Государь всея Руси - [167]
— Но ежели они — враги? — жестоко, мрачно произнёс Иван. — Такие же, как и татары? Либо ещё страшней? Что делать мне? Мне что делать, скажи? Что будет с Русью, ежели я поддамся им? Ты о своей душе печёшься, а я пекусь о Руси, о нашем с тобой отечестве, твоём и моём! Как душу спасти — я знаю... В скит, на хлеб и воду. А как спасти Русь — от них, кого ты не хочешь признать врагами? О чём их помыслы? Каковы их чаянья? Их помыслы о мошне, о родовой чести... Она им дороже всего, их затхлая честь! Вспомни, что говорил Семён Ростовский, коли я женился, взял Анастасию, которая не была княжеского рода? По его гордостной окаянствующей мысли я истеснил их... Тем истеснил, что у боярина своего дочерь взял, поял рабу свою. Так говорил зловредный язык Семёнов. А какой заговор они, ростовские, разом с Евфросинией, тёткой нашей злобесной, составили, коли я в конце живота лежал? Как супротив Димитрия, наследника моего, Володимера выставляли? Забыл ты нешто? Но я злом за зло никому из них не воздал и никоими смертьми не расторг. А что был мой некой гнев на них, так изменников нигде не милуют.
— Но отчего, государь, они стали врагами? Так вдруг и все разом? Нешто так может быть?
— Может! Я объясню тебе, объясню! — с поспешной готовностью, даже услужливостью, воскликнул Иван, и глаза его осветила какая-то тайная надежда. — Ты поймёшь... Вот послушай: бывает, приключаются в государстве такие беды и нестроения, коли худо, нестерпимо худо становится всем, и тогда подымается ропот, распложается смута, учиняются бунты.

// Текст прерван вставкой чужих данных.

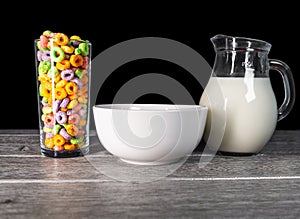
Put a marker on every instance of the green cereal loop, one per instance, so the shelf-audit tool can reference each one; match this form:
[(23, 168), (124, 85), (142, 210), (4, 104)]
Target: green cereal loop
[(53, 54), (44, 67), (41, 90), (53, 70), (56, 129), (84, 47), (44, 117), (77, 51), (78, 73), (47, 32)]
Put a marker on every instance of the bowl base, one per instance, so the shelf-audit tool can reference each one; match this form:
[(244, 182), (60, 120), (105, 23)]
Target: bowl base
[(151, 163)]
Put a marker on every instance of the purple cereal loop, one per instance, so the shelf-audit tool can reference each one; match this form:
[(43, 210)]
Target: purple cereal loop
[(64, 133), (56, 105), (39, 55), (64, 102), (61, 117), (48, 126), (77, 81), (67, 74), (69, 112), (75, 43), (49, 135), (82, 112), (45, 104), (46, 56)]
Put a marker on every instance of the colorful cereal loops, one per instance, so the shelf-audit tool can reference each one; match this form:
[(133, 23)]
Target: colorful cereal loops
[(63, 64)]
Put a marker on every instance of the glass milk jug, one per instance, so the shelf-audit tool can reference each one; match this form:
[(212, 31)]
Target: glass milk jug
[(247, 103)]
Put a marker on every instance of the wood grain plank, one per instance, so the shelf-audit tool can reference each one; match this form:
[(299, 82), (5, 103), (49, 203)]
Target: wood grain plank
[(235, 199), (26, 142), (106, 165)]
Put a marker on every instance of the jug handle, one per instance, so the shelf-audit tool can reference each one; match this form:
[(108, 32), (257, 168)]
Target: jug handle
[(289, 87)]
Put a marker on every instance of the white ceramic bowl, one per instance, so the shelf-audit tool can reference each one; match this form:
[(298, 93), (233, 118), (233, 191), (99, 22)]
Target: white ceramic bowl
[(150, 134)]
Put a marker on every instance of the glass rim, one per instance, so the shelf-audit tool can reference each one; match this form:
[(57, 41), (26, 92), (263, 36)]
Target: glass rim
[(225, 42)]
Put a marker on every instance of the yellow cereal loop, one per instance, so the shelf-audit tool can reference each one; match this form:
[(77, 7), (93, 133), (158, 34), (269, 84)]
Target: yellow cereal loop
[(61, 83), (68, 49), (63, 65), (69, 147), (74, 37)]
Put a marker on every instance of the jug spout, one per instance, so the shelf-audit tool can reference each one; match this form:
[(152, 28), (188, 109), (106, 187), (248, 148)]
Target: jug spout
[(224, 42)]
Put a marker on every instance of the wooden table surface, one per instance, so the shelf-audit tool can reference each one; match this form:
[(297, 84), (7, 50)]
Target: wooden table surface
[(100, 186)]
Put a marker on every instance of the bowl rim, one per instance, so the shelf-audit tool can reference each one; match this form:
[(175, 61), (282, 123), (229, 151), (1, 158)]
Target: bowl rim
[(150, 107)]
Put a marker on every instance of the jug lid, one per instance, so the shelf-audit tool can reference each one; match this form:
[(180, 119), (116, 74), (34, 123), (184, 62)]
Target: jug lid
[(224, 42)]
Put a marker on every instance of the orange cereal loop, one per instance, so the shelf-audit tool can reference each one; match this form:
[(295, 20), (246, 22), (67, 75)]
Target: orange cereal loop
[(64, 109), (61, 83), (85, 95), (72, 130), (76, 60), (59, 140), (64, 64), (49, 143), (61, 39), (68, 49), (69, 147), (60, 93), (57, 78), (80, 145), (50, 99), (73, 97), (84, 79), (71, 88)]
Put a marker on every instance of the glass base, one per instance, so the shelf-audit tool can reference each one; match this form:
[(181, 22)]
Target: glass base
[(225, 153), (65, 154)]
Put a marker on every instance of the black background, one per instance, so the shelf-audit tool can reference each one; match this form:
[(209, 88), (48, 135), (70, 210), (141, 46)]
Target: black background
[(106, 26)]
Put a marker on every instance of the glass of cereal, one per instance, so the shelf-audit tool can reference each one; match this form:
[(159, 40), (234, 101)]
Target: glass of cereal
[(63, 68)]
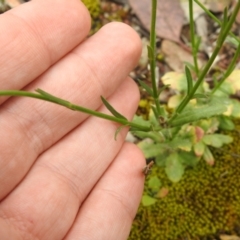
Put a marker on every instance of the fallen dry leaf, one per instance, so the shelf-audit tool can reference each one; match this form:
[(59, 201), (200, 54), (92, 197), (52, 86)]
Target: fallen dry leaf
[(170, 17), (176, 56), (218, 5)]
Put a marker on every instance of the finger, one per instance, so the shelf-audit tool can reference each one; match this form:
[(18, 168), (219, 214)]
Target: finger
[(36, 35), (95, 68), (113, 202), (47, 200)]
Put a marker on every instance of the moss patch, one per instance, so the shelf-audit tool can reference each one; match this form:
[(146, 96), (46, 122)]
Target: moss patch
[(205, 203)]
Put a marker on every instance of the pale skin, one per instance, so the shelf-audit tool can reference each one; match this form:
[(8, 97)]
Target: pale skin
[(62, 174)]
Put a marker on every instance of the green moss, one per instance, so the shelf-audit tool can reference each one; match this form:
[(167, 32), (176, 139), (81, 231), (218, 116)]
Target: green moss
[(206, 201), (93, 7)]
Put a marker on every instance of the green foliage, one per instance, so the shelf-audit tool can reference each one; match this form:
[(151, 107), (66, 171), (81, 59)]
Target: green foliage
[(204, 203), (180, 134), (93, 7)]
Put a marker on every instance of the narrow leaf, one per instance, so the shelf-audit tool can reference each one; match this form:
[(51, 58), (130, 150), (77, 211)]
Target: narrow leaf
[(146, 87), (199, 148), (190, 66), (226, 123), (208, 157), (118, 131), (190, 115), (189, 79), (174, 168), (199, 95), (217, 140), (154, 183), (197, 42), (150, 53), (111, 109)]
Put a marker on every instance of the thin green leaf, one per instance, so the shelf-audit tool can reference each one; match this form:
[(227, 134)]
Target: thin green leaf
[(198, 42), (111, 109), (190, 66), (163, 88), (188, 159), (155, 112), (189, 80), (154, 183), (150, 53), (208, 157), (174, 168), (118, 131), (226, 123), (213, 108), (146, 87), (217, 140), (51, 97), (199, 95), (150, 149)]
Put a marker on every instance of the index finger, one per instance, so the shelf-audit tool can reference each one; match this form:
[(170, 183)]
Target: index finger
[(37, 34)]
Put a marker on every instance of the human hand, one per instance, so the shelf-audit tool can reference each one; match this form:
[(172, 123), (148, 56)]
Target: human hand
[(63, 176)]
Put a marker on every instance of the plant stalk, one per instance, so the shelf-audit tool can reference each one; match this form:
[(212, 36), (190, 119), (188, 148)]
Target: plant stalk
[(153, 58), (220, 42), (192, 31), (62, 102)]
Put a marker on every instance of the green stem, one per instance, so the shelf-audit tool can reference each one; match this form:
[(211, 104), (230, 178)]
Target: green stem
[(229, 70), (50, 98), (219, 44), (153, 58), (215, 19), (194, 48)]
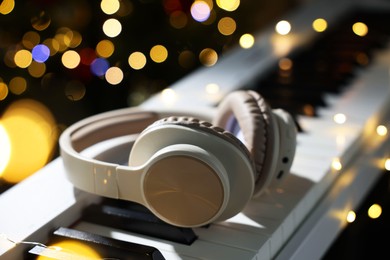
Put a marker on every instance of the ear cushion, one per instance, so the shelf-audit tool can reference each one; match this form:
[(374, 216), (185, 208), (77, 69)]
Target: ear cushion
[(247, 111), (231, 153)]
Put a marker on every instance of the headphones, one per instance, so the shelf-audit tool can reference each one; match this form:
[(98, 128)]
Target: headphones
[(187, 171)]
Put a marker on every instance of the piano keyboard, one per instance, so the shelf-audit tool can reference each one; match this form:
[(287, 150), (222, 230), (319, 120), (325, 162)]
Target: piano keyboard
[(335, 166)]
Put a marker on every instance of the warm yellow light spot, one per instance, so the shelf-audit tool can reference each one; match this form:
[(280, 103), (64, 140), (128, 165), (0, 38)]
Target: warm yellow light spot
[(105, 48), (381, 130), (283, 27), (114, 75), (112, 27), (208, 57), (246, 41), (137, 60), (228, 5), (7, 6), (360, 29), (374, 211), (69, 250), (17, 85), (109, 6), (32, 135), (30, 39), (340, 118), (227, 26), (37, 69), (212, 88), (5, 151), (23, 58), (351, 216), (336, 164), (3, 91), (158, 53), (70, 59), (285, 64), (320, 25)]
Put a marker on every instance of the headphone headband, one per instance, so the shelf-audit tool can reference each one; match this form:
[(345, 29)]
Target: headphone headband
[(97, 176)]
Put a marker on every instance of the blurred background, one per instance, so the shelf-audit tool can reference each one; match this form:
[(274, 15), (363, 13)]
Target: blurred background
[(61, 61)]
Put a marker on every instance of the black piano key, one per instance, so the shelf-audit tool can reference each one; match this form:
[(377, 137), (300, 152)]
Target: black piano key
[(326, 66), (104, 247), (133, 217)]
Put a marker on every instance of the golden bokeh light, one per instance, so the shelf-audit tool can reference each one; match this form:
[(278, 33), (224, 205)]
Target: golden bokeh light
[(32, 134), (17, 85), (109, 6), (114, 75), (246, 41), (105, 48), (7, 6), (227, 26), (70, 59), (23, 58), (375, 211), (137, 60), (208, 57), (381, 130), (36, 69), (112, 27), (360, 29), (3, 91), (320, 25), (228, 5), (158, 53)]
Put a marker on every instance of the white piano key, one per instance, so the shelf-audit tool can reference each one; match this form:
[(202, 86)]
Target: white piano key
[(199, 248)]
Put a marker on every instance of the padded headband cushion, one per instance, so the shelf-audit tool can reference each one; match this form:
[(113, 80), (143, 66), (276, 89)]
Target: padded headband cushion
[(195, 123), (254, 118)]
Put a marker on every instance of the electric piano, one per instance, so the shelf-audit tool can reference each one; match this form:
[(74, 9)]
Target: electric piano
[(336, 87)]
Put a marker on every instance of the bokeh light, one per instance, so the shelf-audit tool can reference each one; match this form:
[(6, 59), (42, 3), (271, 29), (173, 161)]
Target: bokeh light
[(246, 41), (360, 29), (112, 27), (320, 25), (70, 59), (32, 134), (137, 60), (109, 6), (228, 5), (200, 11), (283, 27), (40, 53), (208, 57), (114, 75), (158, 53)]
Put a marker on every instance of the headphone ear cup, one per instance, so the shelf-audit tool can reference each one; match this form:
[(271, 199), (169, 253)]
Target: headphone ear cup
[(221, 147), (247, 115)]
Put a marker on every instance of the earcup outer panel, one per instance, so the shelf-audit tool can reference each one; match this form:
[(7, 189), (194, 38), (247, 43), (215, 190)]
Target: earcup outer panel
[(237, 164)]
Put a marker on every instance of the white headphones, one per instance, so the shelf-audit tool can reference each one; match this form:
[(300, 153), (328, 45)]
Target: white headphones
[(188, 172)]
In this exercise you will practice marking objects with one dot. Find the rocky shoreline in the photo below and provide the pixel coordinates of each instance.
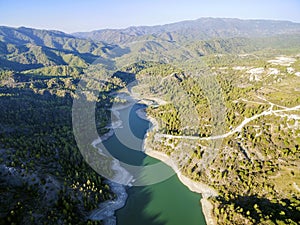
(107, 209)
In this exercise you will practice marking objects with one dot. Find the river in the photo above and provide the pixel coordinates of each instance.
(164, 203)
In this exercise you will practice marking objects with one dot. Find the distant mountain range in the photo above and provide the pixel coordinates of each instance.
(200, 29)
(26, 48)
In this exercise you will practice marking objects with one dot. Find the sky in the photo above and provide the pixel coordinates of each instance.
(87, 15)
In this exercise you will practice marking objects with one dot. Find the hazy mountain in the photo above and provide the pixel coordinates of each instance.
(204, 28)
(26, 48)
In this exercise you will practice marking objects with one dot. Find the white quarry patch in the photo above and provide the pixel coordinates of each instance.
(283, 61)
(290, 70)
(239, 67)
(259, 70)
(273, 71)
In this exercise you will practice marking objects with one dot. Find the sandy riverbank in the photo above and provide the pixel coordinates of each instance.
(106, 210)
(194, 186)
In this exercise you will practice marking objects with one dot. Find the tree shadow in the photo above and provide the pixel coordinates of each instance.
(276, 210)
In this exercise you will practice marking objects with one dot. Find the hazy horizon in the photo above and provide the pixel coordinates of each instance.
(77, 16)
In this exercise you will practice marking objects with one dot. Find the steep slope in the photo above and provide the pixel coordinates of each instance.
(204, 28)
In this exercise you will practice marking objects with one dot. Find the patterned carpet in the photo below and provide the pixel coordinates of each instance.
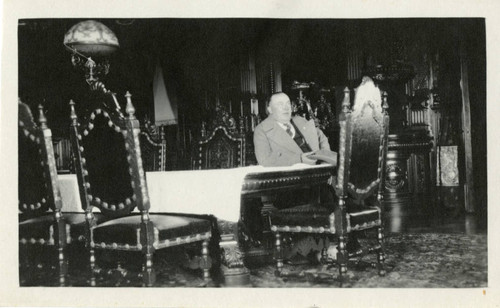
(426, 260)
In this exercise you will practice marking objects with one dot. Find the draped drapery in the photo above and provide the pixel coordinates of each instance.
(165, 99)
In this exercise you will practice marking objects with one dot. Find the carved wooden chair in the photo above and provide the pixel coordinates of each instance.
(41, 222)
(111, 178)
(221, 149)
(153, 148)
(358, 186)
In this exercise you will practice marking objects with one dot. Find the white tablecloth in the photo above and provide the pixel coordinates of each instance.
(215, 192)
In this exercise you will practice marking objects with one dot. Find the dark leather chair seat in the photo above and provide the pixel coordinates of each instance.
(39, 228)
(319, 216)
(124, 230)
(304, 215)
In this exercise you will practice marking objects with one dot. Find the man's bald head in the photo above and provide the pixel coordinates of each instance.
(279, 107)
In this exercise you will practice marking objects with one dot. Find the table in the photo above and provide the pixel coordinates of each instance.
(218, 193)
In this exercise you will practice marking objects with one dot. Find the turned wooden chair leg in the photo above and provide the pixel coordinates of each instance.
(205, 259)
(25, 263)
(278, 254)
(380, 252)
(92, 267)
(149, 275)
(62, 266)
(342, 256)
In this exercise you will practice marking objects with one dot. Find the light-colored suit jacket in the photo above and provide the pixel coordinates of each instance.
(274, 147)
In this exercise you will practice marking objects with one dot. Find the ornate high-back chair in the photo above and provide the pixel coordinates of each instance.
(358, 186)
(40, 222)
(111, 178)
(222, 147)
(153, 148)
(362, 156)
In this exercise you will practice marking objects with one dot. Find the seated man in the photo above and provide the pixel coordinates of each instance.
(282, 141)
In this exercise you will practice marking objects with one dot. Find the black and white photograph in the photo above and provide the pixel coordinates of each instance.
(252, 153)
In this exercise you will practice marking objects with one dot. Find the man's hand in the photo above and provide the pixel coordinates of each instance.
(306, 160)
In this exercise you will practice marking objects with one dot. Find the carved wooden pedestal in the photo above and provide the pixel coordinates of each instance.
(408, 171)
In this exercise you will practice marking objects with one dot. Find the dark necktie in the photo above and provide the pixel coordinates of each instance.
(288, 129)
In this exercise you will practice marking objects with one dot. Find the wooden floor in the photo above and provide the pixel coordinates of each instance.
(408, 226)
(420, 215)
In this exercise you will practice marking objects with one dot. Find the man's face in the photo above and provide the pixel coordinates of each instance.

Но бывает и так, что всем хорошо, а государству — худо. Как нынче. Ибо нынче всем хорошо, и белой кости, и чёрной. Вельможный тучнеет от жиру, от стяжаний своих безмерных и закосневает в жиру, о государстве же никоторого попечения не имеет и не радеет о пользах его. А мужик обвыкается с бедностью, обобранный вельможными, и впадает в лень. Лежит себе на печи и грезит, коли Бог на земле всё поровну между всеми разделит. Такой мужик уже не обогатит ни себя, ни государство. И вот коли так устрояется, тут и надобно решить уклад сей... Я и почал уже рушить его. А те, которые не хотят таковой порухи, которые не хотят ради польз государскик поступиться хоть малым своим, те и становятся врагами, ибо они начинают противиться, начинают чинить претыкания, козни и готовы пойти даже на измену, как Семён Ростовский и оные с ним, токмо бы оставить непорушным тот порядок и тот уклад, при котором им хорошо. И складываются заговоры, плодится крамола, и починается то, что противленцы и претыкатели называют напастями и бедами Вавилона. Вот и ты, ступая вослед тем окаянствующим, обвиняешь меня в злодействе... Но царь — гроза не для добрых, а для злых дел. Хочешь не бояться власти — благое твори, а творишь злое — бойся, ибо царь не втуне носит меч — в месть злодеям. И ещё скажу, самую главизну. Было время, когда дружина говорила князю: «Ты сам собою сие, князь, замыслил, так мы не едем за тобою, мы ничего не ведали». Было, но минуло! Нынче с таковою дружиною государства не утвердишь! Пророк рече: «Горе мужу, еже им жена обладает, горе граду, еже им мнози обладают!» Скажи, нешто у себя на подворье ты не самоличный всему упорядник? Нешто спрашиваешь, как господу тебе вести, у работных своих, у холопов?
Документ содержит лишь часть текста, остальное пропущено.